While in the Hamptons, Skiwi and DDDG proved to be very good grill masters. As a result, we decided to give them an opportunity to wow everyone again by having a barbecue at their house.
Tree and I arrived to find DDDG anxiously waiting in the kitchen and donning a wreath of fake flowers and ribbons like one would see on a maypole. “I love your headdress,” I told her. “Thank you. It used to be on a straw bonnet,” she replied. “Some woman at the Senior Center is definitely missing her bonnet,” Skiwi quipped.
Opreggano soon joined us, around which time Skiwi noticed a wasp near the salsa, and quickly threw his napkin in that direction. The napkin immediately caught fire due to the proximity of the salsa to the lit tealight. “Not blogworthy.

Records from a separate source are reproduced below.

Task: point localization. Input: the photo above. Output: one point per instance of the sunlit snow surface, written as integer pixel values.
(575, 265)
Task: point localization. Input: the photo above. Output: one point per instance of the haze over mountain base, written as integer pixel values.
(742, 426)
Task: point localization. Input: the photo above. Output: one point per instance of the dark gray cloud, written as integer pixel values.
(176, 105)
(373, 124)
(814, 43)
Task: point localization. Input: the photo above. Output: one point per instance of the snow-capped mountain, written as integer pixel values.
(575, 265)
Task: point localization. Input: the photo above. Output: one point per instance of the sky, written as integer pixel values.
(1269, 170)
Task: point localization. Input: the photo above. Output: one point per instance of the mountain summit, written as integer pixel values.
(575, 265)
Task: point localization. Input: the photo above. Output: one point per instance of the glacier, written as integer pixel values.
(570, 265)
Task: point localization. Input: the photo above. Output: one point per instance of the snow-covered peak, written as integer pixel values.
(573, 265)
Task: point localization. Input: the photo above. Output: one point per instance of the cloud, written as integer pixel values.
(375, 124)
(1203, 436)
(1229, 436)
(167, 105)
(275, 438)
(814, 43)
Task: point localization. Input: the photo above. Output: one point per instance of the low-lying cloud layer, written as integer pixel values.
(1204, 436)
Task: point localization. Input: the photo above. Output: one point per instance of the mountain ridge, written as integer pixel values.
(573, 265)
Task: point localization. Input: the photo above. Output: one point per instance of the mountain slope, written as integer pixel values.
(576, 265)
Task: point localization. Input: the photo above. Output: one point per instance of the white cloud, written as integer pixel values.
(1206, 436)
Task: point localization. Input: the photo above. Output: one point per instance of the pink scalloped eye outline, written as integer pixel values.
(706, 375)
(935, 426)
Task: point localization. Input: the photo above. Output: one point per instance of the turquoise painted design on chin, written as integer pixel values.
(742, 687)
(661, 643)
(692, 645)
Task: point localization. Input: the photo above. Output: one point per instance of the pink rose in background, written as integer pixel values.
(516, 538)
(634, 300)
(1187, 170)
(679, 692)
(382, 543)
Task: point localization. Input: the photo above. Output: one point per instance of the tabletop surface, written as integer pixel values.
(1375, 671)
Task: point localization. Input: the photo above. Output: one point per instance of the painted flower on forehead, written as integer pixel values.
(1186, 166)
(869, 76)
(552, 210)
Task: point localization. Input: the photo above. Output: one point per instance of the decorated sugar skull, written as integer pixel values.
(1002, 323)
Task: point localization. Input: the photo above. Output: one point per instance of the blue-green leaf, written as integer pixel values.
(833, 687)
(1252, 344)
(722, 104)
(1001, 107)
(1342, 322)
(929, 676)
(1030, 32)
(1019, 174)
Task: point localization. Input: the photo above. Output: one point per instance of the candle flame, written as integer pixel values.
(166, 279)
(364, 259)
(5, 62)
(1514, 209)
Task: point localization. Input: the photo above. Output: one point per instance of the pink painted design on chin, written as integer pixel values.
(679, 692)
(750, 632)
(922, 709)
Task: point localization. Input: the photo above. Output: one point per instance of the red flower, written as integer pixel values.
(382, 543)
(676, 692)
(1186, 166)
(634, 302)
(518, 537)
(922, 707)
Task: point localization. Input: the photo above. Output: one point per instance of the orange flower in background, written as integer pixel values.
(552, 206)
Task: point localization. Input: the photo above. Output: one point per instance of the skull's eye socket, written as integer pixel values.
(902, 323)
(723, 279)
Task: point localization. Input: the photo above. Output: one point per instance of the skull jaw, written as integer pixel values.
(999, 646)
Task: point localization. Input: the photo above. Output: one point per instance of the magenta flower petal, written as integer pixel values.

Do not blog about this,” Skiwi advised me while grabbing the burning napkin and throwing it on the lawn where it continued to burn. “That”s definitely going in the blog,” Opreggano told him.
The fire eventually dwindled and the party kindled with the arrival of The Leaver and her three-pack of Belgian-style beer. “I would have brought a full six-pack but I had Chinese the other day,” she explained to us. “Wouldn’t have been my first pick with Chinese food,” Tree commented.
As The Leaver consumed her beer, Tree and I were telling the group about our earlier experience at the coffee shop, when we had to advise someone of the meaning of the ‘handles’ of some of his contacts on a dating site; the most obvious being ‘XTACCX.’ “Get it? Ecstacy sex. He is into sex on ecstacy,” I told the man. “Sex on ecstacy is great,” The Leaver concurred. “So we’ve heard,” Opreggano said and added, “That’s Not Chinese and Tree almost had sex while on ecstacy. Just ask her.” “No. Ask me,” Tree said. “That never happened.”
The Leaver didn’t notice the side conversation and continued on, “I’ve done ecstacy at least ten times. In the dessert. It really expands your mind. It’s been years since I’ve done it. I have some from 2006, I think. Do you think it’s still good?” “It’s not like red wine,” I told her.
Skiwi opted to change the subject. “Isn’t this delightful? Speakers, outdoor lighting and Michael Jackson. It doesn’t get better than this.” “Don’t forget napkin fires,” Opreggano reminded him. “Not blogworthy,” he reminded me.
At the end of the Michael Jackson song, and less than one beer later (this hasn’t been the weekend for finishing drinks), The Leaver decided to leave, “I’m not good with goodbyes,” Opreggano and Tree followed suit, and the dinner party, like the burning napkin, dwindled.
Always a proper hostess, DDDG closed the evening by warming our bellies with a spot of tea. Chamomile for Skiwi, so he could sleep (it was nearing 11 PM – way past his bed time). Mint for me, so as to avoid further stomach problems, and Jasmine for DDDG, to compliment her maypole headdress. Spot on on all accounts.